All interventions in medicine have risks. In general the larger the operation the greater the risks. For trapezectomy the risks include:

  • The scar may be tender, in about 20% of patients.  This usually improves with scar massage, over 3 months.
  • Aching at the base of the thumb is typical for many months but generally settles.  Grip and in particular strength can also take some months to reach its best but it is never normal.
  • Stiffness may occur in particular in the fingers. This is usually short-term and only infrequently requires physiotherapy. But it is very important that it is resolved quickly to avoid permanent stiffness. This occurs rarely but can do associated with CRPS (see below)
  • There is a risk of nerve injury, particularly to the local branches of the radial nerve which supply the sensibility on the back of the thumb and index finger and the web space between them.  Almost inevitably these will require to be dissected out at the time of surgery and often there is some altered sensibility in this area which may last several months. Occasionally this will give long term ache and numbness which probably accounts for some of the poorer long term results in the 10-15% of patients who are unhappy with results. Rarely will this give very marked pain and might lead to CRPS (see below).

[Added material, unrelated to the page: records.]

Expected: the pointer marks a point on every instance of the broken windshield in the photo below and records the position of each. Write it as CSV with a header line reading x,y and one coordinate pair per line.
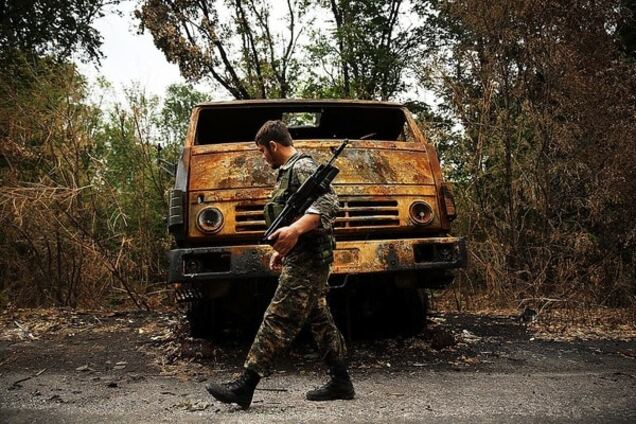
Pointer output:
x,y
239,123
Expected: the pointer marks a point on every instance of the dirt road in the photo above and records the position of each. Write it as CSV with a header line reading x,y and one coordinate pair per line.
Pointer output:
x,y
137,368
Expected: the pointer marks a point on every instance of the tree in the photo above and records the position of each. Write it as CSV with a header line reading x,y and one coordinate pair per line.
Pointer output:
x,y
245,54
365,54
546,101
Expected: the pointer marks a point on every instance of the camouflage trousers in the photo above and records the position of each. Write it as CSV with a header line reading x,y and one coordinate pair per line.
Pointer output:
x,y
300,299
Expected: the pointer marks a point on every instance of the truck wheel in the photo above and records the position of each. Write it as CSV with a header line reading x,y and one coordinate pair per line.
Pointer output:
x,y
414,307
201,317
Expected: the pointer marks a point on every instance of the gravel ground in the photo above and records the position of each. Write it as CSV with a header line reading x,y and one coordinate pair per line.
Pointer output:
x,y
136,367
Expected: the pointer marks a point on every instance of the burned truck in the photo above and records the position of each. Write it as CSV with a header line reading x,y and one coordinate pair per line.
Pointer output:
x,y
392,231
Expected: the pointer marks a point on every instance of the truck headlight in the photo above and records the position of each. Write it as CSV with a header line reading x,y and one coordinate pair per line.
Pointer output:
x,y
421,213
210,220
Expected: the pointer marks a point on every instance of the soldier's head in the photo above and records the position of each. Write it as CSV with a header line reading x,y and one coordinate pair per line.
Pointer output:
x,y
275,143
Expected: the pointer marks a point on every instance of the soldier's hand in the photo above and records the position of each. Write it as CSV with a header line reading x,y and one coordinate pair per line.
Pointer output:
x,y
276,262
285,239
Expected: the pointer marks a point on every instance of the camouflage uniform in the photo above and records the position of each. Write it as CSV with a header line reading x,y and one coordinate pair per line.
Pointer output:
x,y
302,287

  • Wound infections occur in about 1% of cases.  These usually quickly resolve with antibiotics.
  • Sometimes there will be an imbalance in the thumb, such that the middle joint of the thumb will tip back.  If there is a significant risk of this then the surgeon will often stabilise this at the time of the primary operation, although this is infrequent, of the order of perhaps 1-2% only.  Occasionally the instability cannot be anticipated and a second operation to stabilise the middle joint of the thumbmay be required. This is rare (less than 1%).
  • Recurrent pain at the base of the thumb has been reported but in our experience if the patient achieved good results initially then they do not ever require further treatment although this cannot be guaranteed.
  • The wires may give problems in the hand and can even break which may require a small second operation to resolve. This is rare.
  • Chronic Regional Pain Syndrome “CRPS”.  This is a rare but serious complication, with no known cause or proven treatment.  The nerves in the hand “over-react”, causing swelling, pain, discolouration and stiffness, which very slowly improve.
  • Any operation can have unforeseen consequences and leave a patient worse than before surgery.